私達は駅へ向かう前に、時田さんの親友のお墓参りに行くことにした。
平日の商店街は閑散としていた。漢方薬局があったという店舗はカーテンが閉められ、「閉店」の文字が掲げられている。老婦人は先日亡くなってしまったと聞いた。時田さんは店の前で立ち止まると手を合わせ、会釈をした。私も並んで同じように、手を合わせた。
街でただ一つという花屋は、すぐにどこにあるか分かった。
香りである。
店の前には沢山のカサブランカの鉢があった。今が盛りと言わんばかりに、全て満開に咲いていた。

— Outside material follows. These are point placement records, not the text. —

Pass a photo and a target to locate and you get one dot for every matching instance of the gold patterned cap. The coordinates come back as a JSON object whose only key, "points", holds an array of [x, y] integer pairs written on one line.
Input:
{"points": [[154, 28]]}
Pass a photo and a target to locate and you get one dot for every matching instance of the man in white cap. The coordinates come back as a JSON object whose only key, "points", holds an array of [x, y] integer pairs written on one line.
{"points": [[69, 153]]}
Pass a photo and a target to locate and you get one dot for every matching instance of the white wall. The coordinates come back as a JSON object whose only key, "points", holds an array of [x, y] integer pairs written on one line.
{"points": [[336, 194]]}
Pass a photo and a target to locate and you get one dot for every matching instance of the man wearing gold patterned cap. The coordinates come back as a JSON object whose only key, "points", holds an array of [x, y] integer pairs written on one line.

あの小野田刑事が苦手だと言っていたのが少し理解できるほど、その香りは強く、またあの花の形がこちらを吸い込もうとしているようで…。私は少し怖くなった。
「いらっしゃいませ。」
店に入ると店主だろうか、声をかけてくれた。店の中にも、沢山のカサブランカの花。その光景は少し不気味だった。
「お供えの花を」
「でしたらちょうどカサブランカの花が」
「いいえ、これを。」
店主が勧めるのを遮るように、時田さんはその花を指さした。
「あの子にはこの花の方が似合いますから。」
それは太陽のように咲いたひまわりの花。